Quanto muito, terá talvez sido algo ingénuo nalgumas das suas teses pedagógicas. Mas, a esse respeito, importa salientar que Agostinho as enunciou num determinado contexto (o de uma sociedade particularmente autoritária e conservadora); no contexto de hoje, as soluções pedagógicas terão que ser, provavelmente, diversas…

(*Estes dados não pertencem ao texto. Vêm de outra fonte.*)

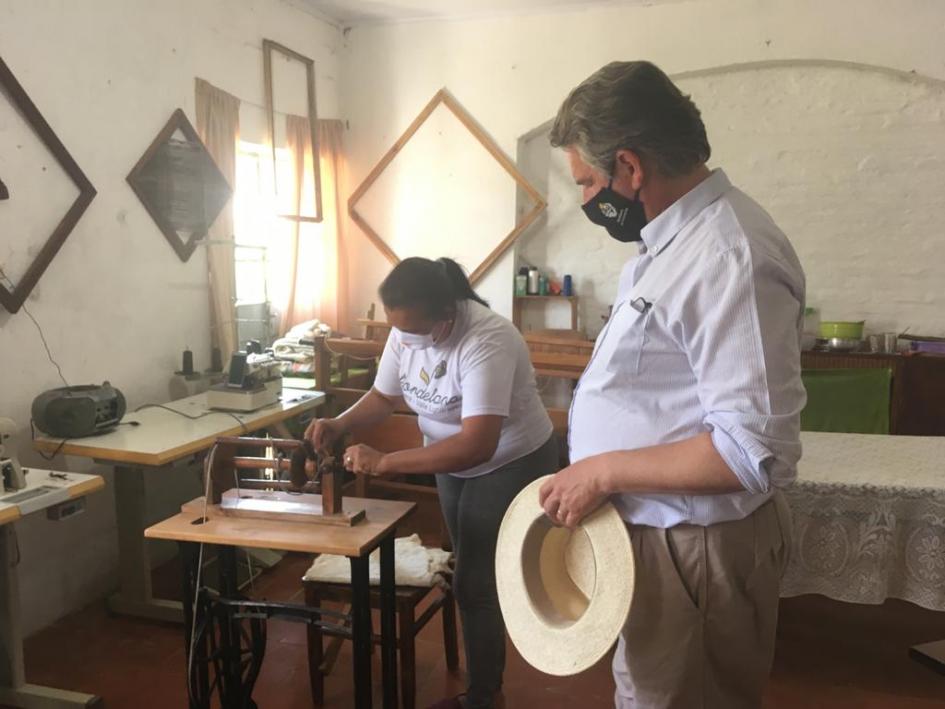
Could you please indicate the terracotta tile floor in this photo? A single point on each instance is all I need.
(829, 655)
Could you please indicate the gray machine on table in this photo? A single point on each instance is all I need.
(254, 381)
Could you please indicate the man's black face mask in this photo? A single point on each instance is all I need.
(622, 217)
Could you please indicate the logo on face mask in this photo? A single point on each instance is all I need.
(608, 210)
(623, 217)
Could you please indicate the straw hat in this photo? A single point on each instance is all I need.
(564, 595)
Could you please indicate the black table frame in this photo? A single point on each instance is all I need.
(230, 608)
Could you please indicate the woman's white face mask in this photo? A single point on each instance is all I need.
(414, 341)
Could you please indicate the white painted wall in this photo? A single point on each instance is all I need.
(847, 159)
(117, 303)
(512, 73)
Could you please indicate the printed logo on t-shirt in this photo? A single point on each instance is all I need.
(437, 373)
(421, 397)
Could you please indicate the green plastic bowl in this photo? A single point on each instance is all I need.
(847, 329)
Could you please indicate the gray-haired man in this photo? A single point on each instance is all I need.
(687, 416)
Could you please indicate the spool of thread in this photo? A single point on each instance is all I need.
(216, 360)
(533, 284)
(187, 363)
(521, 285)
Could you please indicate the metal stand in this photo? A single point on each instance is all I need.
(14, 691)
(235, 652)
(134, 596)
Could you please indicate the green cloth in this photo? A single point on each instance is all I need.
(847, 400)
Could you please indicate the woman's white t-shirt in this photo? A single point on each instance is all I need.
(482, 368)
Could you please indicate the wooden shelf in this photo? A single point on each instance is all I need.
(546, 297)
(519, 301)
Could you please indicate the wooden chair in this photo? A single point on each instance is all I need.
(399, 431)
(408, 625)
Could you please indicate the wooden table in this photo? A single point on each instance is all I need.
(42, 492)
(162, 439)
(932, 655)
(190, 528)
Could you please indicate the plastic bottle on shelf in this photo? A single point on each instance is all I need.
(533, 284)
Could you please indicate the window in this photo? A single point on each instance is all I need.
(254, 218)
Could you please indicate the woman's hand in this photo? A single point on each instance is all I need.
(365, 460)
(572, 494)
(324, 432)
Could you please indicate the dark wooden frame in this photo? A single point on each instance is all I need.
(269, 46)
(16, 94)
(177, 121)
(444, 97)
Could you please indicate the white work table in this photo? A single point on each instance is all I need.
(161, 439)
(44, 489)
(869, 519)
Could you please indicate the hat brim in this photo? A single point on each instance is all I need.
(548, 640)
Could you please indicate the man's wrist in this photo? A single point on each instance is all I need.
(605, 475)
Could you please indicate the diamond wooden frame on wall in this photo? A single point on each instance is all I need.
(187, 186)
(12, 300)
(444, 97)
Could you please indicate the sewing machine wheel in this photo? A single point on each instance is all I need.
(232, 678)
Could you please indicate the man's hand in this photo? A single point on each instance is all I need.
(573, 493)
(365, 460)
(324, 432)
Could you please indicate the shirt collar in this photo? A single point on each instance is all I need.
(658, 233)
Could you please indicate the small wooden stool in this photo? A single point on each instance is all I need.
(408, 625)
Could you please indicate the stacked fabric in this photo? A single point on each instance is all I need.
(414, 565)
(296, 350)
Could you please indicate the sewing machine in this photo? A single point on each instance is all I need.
(46, 489)
(254, 381)
(294, 499)
(26, 491)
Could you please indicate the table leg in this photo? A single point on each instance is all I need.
(361, 630)
(230, 630)
(134, 595)
(388, 623)
(198, 681)
(14, 691)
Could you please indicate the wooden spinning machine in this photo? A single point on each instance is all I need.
(312, 492)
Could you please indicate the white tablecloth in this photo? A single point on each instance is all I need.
(869, 519)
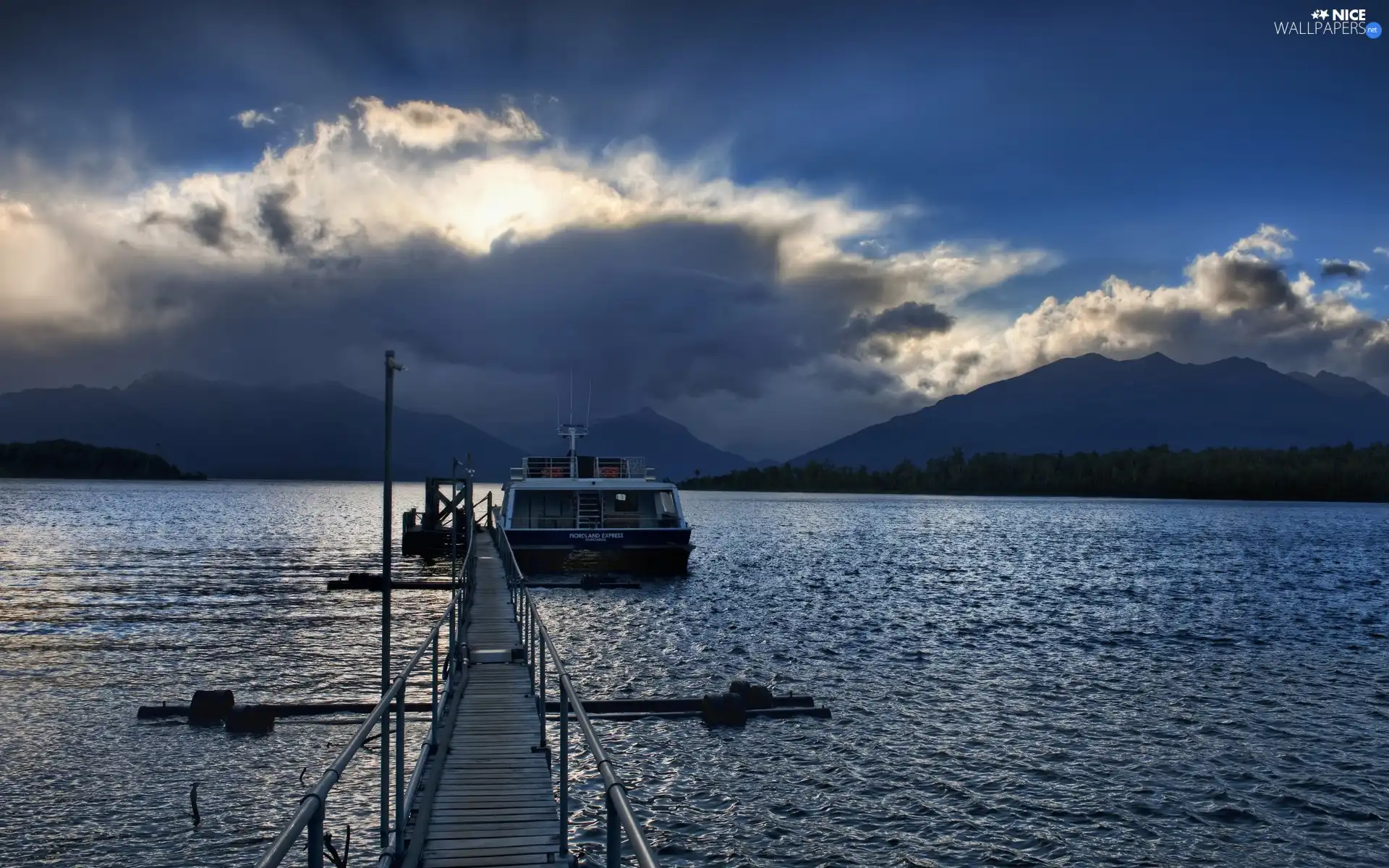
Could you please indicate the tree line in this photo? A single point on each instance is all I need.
(71, 460)
(1333, 472)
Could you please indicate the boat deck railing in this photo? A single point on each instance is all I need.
(535, 637)
(567, 467)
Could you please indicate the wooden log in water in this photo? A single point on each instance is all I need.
(663, 706)
(278, 710)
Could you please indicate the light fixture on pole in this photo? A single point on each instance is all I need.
(392, 365)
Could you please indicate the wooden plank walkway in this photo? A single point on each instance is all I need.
(492, 804)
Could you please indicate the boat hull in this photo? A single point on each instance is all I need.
(647, 550)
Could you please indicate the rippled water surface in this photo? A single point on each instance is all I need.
(1014, 682)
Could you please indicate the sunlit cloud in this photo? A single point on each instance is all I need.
(250, 119)
(477, 242)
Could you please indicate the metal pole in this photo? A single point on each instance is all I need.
(540, 705)
(385, 608)
(564, 770)
(315, 835)
(614, 833)
(453, 571)
(400, 771)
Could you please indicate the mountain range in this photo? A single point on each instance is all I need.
(321, 431)
(1089, 403)
(1092, 403)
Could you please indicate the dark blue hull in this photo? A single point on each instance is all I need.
(646, 550)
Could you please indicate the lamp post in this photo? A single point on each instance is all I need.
(392, 365)
(453, 584)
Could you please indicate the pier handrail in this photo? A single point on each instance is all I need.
(532, 626)
(312, 806)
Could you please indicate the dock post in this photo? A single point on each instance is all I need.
(564, 770)
(392, 365)
(400, 773)
(434, 694)
(614, 833)
(539, 702)
(315, 835)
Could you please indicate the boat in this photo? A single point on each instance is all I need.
(593, 514)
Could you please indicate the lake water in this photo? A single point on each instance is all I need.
(1014, 682)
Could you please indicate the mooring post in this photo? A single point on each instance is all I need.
(400, 771)
(564, 768)
(540, 699)
(392, 365)
(315, 835)
(453, 567)
(614, 833)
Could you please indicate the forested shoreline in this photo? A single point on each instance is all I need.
(1320, 474)
(72, 460)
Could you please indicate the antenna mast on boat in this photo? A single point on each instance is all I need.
(569, 430)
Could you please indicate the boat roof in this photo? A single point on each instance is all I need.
(593, 469)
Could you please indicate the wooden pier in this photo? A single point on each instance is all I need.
(492, 800)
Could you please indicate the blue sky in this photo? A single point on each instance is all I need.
(1121, 138)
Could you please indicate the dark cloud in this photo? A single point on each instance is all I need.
(1337, 268)
(1253, 284)
(872, 335)
(277, 221)
(907, 320)
(208, 224)
(660, 312)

O mesmo já não acontece, a nosso ver, com o caminho que Agostinho apontou para Portugal: de cada vez maior assunção da nossa dimensão lusófona. Cada vez mais, na nossa perspectiva, Portugal só faz sentido no quadro do espaço lusófono – tendo tanto mais futuro quanto mais se assumir nesse espaço, no seio dessa crescente comunidade de falantes de língua portuguesa – actualmente, mais de 240 milhões…

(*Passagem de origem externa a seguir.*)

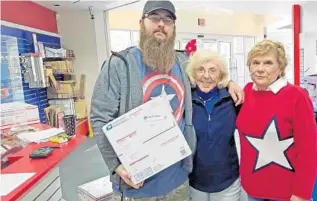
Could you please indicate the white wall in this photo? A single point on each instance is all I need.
(308, 37)
(87, 38)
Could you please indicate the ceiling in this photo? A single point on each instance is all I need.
(269, 7)
(84, 4)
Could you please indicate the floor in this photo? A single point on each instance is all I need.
(89, 165)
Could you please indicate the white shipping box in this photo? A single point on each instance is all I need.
(18, 113)
(147, 139)
(97, 190)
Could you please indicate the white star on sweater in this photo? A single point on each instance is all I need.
(271, 149)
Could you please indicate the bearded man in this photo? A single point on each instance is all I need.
(135, 76)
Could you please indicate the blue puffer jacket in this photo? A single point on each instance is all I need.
(216, 164)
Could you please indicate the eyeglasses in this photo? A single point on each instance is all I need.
(157, 18)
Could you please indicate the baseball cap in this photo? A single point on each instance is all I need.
(151, 6)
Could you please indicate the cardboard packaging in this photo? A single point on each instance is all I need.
(147, 139)
(18, 113)
(97, 190)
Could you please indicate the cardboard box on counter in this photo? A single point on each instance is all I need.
(60, 66)
(97, 190)
(18, 113)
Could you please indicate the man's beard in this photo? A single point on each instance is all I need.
(157, 53)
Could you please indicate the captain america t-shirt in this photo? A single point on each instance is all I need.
(169, 85)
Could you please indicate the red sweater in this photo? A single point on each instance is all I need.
(278, 143)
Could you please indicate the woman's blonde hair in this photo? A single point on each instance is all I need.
(266, 46)
(202, 56)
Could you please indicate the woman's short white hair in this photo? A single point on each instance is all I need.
(202, 56)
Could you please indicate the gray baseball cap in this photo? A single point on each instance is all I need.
(153, 5)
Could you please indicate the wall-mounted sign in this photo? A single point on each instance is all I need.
(201, 22)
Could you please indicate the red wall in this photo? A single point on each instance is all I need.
(29, 14)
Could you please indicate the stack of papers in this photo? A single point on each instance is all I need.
(40, 136)
(9, 182)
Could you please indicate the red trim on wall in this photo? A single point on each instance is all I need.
(296, 41)
(29, 14)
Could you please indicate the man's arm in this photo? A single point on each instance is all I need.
(105, 107)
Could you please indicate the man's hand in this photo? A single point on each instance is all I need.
(296, 198)
(121, 171)
(236, 93)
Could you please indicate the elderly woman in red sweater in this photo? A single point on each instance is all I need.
(277, 131)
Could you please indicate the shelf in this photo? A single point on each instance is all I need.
(47, 59)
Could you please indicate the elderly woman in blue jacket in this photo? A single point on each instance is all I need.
(215, 176)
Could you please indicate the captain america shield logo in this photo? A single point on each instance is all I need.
(168, 86)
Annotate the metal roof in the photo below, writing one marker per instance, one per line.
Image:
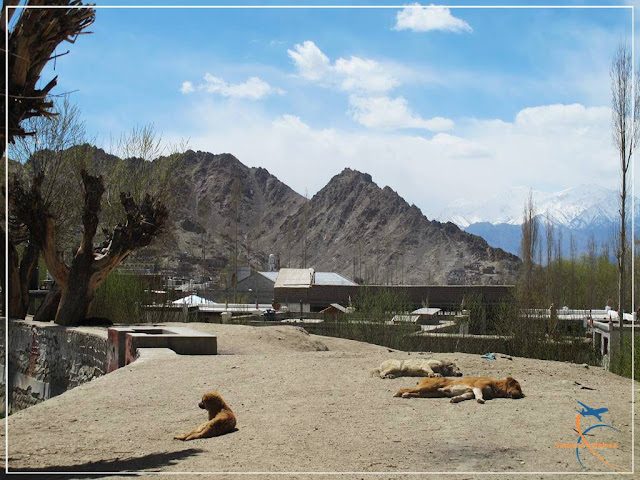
(405, 318)
(193, 300)
(270, 275)
(331, 278)
(426, 311)
(294, 277)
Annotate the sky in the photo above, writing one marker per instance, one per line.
(437, 103)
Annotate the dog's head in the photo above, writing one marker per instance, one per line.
(513, 389)
(447, 369)
(212, 402)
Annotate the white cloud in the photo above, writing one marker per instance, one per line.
(364, 75)
(311, 62)
(392, 113)
(354, 74)
(547, 148)
(367, 81)
(187, 87)
(254, 88)
(426, 19)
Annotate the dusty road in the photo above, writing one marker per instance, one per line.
(306, 403)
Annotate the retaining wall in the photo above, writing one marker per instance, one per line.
(46, 359)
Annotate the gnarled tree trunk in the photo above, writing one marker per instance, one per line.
(90, 266)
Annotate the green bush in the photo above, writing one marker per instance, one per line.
(121, 298)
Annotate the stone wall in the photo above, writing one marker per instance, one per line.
(46, 359)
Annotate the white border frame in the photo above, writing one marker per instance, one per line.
(299, 7)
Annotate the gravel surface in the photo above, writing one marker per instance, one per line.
(306, 403)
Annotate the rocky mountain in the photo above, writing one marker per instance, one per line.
(351, 226)
(371, 234)
(221, 209)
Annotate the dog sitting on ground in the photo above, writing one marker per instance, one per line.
(459, 389)
(417, 367)
(221, 418)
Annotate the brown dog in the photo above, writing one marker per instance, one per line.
(221, 418)
(466, 388)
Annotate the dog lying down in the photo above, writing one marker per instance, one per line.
(417, 367)
(221, 418)
(459, 389)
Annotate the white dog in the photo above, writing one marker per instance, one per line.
(417, 367)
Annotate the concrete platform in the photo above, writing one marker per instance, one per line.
(124, 342)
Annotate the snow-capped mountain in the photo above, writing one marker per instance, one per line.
(577, 207)
(579, 213)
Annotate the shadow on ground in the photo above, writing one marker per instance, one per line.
(146, 462)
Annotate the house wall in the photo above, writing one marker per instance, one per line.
(46, 359)
(260, 286)
(439, 296)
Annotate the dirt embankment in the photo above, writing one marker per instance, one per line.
(306, 403)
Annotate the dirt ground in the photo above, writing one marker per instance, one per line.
(308, 405)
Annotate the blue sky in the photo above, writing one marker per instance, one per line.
(436, 103)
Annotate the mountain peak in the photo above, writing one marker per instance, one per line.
(353, 175)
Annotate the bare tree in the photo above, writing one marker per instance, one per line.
(33, 39)
(48, 152)
(528, 246)
(625, 108)
(90, 265)
(549, 244)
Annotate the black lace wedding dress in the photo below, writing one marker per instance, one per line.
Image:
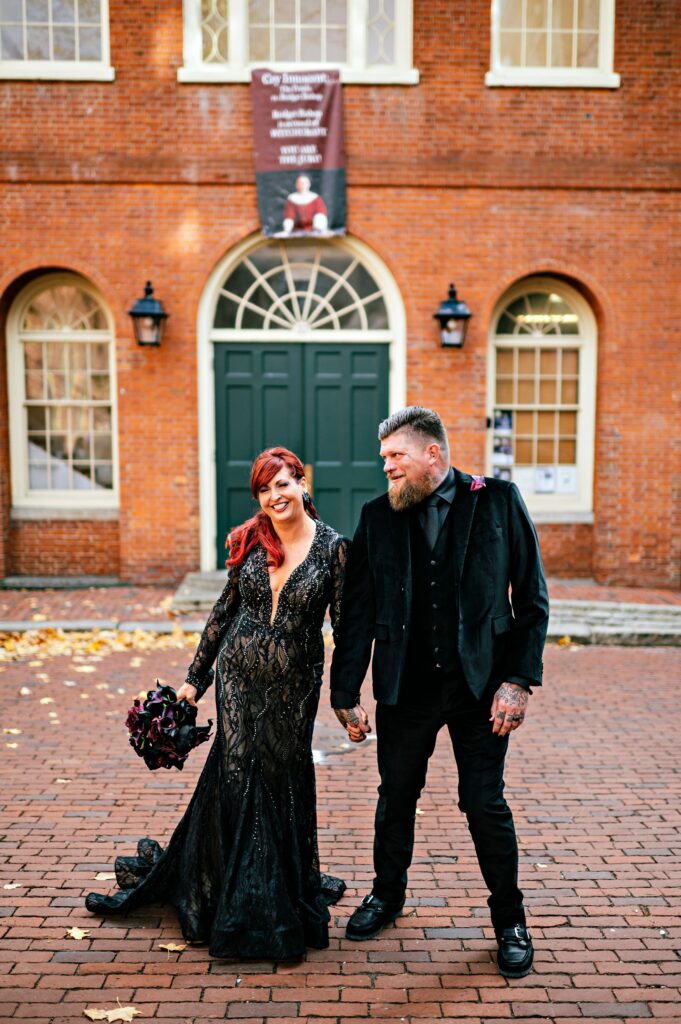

Daí, em suma, a importância dada à língua e à cultura – como já igualmente escrevemos, a propósito da receptividade que tiveram as Comemorações do Centenário do Nascimento de Agostinho da Silva, que decorreram que em 2006: «…na nossa perspectiva, a adesão de tanta gente a estas Comemorações, não só em Portugal como por esse mundo fora, em particular no espaço lusófono, é uma reacção ao cada vez maior vazio cultural existente nos mais diversos planos, desde logo, no plano político. Cada vez mais, com efeito, a política parece reduzir-se a uma mera gestão económica, sem qualquer Horizonte. Não que essa gestão económica não seja importante. Simplesmente, não é isso o que faz de um conjunto de pessoas uma real comunidade. Para que isso aconteça, o elo não pode ser apenas económico – tem que ser, sobretudo, cultural. Só esse elo, esse Horizonte, pode dar um sentido maior à vida de todos nós – individual e colectivamente considerada. Ora, mais do que ninguém, foi esse Horizonte que Agostinho da Silva nos apontou.»[6].

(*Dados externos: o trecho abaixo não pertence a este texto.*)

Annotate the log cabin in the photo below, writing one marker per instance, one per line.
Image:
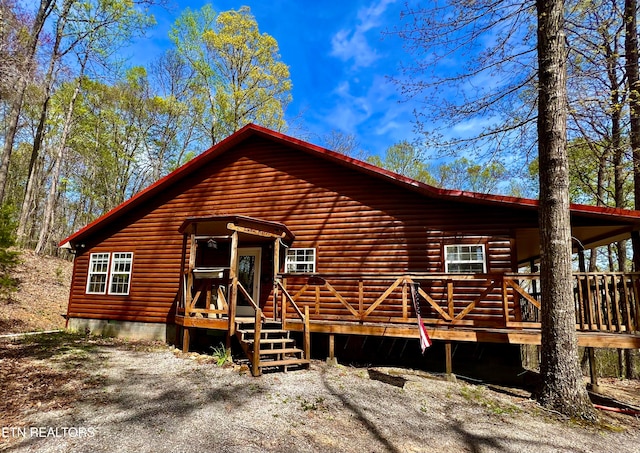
(264, 234)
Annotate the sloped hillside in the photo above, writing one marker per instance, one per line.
(42, 297)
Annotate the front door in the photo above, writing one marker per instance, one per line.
(249, 259)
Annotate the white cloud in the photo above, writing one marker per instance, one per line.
(352, 44)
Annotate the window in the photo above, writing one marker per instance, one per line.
(120, 273)
(98, 269)
(465, 259)
(301, 260)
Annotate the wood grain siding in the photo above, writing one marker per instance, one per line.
(358, 224)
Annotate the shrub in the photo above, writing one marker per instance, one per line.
(8, 257)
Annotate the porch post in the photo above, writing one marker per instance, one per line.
(233, 291)
(276, 270)
(449, 362)
(591, 354)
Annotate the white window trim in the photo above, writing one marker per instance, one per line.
(289, 261)
(112, 273)
(91, 272)
(483, 261)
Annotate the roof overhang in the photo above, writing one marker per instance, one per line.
(583, 238)
(248, 228)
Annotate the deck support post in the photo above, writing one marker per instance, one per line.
(449, 362)
(331, 360)
(185, 339)
(257, 329)
(233, 289)
(276, 271)
(593, 370)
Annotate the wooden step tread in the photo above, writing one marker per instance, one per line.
(280, 351)
(271, 340)
(268, 363)
(264, 331)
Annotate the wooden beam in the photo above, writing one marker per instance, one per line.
(233, 278)
(276, 271)
(531, 336)
(254, 232)
(185, 339)
(256, 370)
(448, 360)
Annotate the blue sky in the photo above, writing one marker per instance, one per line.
(339, 58)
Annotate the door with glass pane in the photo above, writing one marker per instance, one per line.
(248, 272)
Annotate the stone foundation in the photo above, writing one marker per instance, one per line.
(124, 329)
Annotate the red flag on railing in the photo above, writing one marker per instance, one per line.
(425, 341)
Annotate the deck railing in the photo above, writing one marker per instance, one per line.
(604, 301)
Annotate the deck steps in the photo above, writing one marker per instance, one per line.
(277, 349)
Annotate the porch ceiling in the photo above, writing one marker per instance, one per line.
(248, 228)
(528, 239)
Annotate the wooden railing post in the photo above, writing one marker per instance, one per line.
(505, 301)
(285, 304)
(450, 299)
(405, 304)
(306, 344)
(257, 333)
(233, 277)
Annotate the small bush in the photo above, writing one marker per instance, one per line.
(8, 258)
(221, 355)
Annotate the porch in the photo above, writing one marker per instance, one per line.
(231, 282)
(498, 308)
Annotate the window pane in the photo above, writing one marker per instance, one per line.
(464, 258)
(300, 260)
(120, 273)
(97, 278)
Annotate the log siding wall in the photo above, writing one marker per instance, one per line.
(358, 224)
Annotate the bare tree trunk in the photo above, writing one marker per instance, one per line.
(16, 105)
(50, 79)
(633, 82)
(562, 385)
(55, 174)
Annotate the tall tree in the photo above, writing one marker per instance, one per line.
(28, 66)
(562, 385)
(241, 78)
(633, 84)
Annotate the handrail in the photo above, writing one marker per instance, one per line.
(604, 301)
(306, 328)
(250, 299)
(293, 302)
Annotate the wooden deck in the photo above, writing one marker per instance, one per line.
(495, 308)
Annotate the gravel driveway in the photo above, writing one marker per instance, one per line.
(163, 401)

Eis, a nosso ver, o seu maior legado.
P.S.: Escusado será dizer que, para nós, este projecto – o da NOVA ÁGUIA e do MIL: MOVIMENTO INTERNACIONAL LUSÓFONO –, não resulta senão da assunção, plena, desse “maior legado”.
[1] In As três fases do pensamento de Agostinho da Silva, projecto de dissertação de pós-doutoramento (em curso).
[2] In “Introdução” a Agostinho da Silva, pensador do mundo a haver: Actas do Congresso Internacional do Centenário de Nascimento de Agostinho da Silva, Lisboa, Zéfiro, 2007, p. 11.
[3] Zéfiro, 2008.
[4] Entretanto reeditadas em DVD, numa parceria entre a Associação Agostinho da Silva, a Alfândega Filmes, a RTP e o jornal Público (2006).
[5] In “Reflexão à margem da história da literatura portuguesa”, Ensaios sobre Cultura e Literatura Portuguesa e Brasileira, Lisboa, Âncora, 2000, vol. I, p. 84. Daí ainda, nesta esteira, estas suas palavras: “…donde a fome se tiver ausentado, o tédio virá com o seu desespero não menos terrível. E à pergunta hoje quotidiana para milhões e milhões de ‘como viver?’ se substituirá a pergunta de ‘para que viver?’. A qual, mesmo pelo pouco que hoje podemos observar, não é menos terrível na sua mortalidade.” [ibid., p. 85].
[6] In “Introdução” a Perspectivas sobre Agostinho da Silva na imprensa portuguesa, ed. cit., p. 16. Havíamos já desenvolvido esta perspectiva na obra Visões de Agostinho da Silva (Zéfiro, 2006).